Keep strong, best wishes and take care, Chris
There has to be something somewhere that provides a little sense to why this sort of stuff happens. I don't get it, sometimes seeing other people suffer puts me in my place but it is only a brief remedy. There is something you could try, chucking it all in for a new life, move away, rent a house with some random, get a bank loan, a little one to cover you while you find a job. Start studying a course that makes you click onto a new rythmn, live it for a bit, try figure out if such changes can be made. There is so much somewhere to be had that maybe we can break this harsh ties of affection. If you really need something, i suggest walking the camino de Santiago in Spain, 5 weeks meeting new people, that is a different world. Write a lot about it all.
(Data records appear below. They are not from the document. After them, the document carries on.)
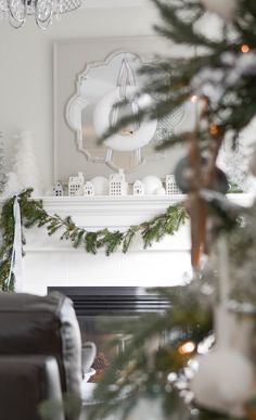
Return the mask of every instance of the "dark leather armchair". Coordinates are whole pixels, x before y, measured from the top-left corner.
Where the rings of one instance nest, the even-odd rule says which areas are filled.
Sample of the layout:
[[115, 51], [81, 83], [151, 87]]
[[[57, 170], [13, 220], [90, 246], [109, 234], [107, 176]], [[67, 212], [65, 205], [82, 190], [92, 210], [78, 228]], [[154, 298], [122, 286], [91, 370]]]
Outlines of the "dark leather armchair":
[[[0, 419], [39, 420], [42, 400], [80, 397], [80, 331], [69, 298], [0, 293]], [[54, 420], [63, 420], [63, 412]], [[68, 420], [74, 420], [68, 418]]]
It won't cost too much other than flights.
Try something new, maybe even try something old.
Try, it seems it is all we have to a large extent, sometimes it's enough too.
x
I knw its hard, I've been there and have also dished out this kinda treatment unknowingly....
Sometime our actions cut across so many planes that we dont even realise, such a co-incidence that this very day a few hours ago and i was talking to a friend and she told me she cared so much about me and I {unknowingly} was treating her like dirt....
Her solution, was to find something to bury herself in... which at that point in time was he academics... she came on top, got over the situation and she's thankful today...
I feel real bad right now... but am happy too... u'll be alrite...
in her words "every1 i meet has a part to play in the story of my life n when their part is over I shd let go"
I agree and dont agree...
But everyone plays a part of you life, be it a small part or a large one. But everything ends. and you have to let go.
Life is a bitch. There is no escaping that fact. And it won't help if you won't let go of something that's making it worse. If she treats you the way you describe then she isn't worth your time, effort or love.
Let go. Then it will get better.
Find someone else.
BTW If he doesn't know you, dying for him is pointless.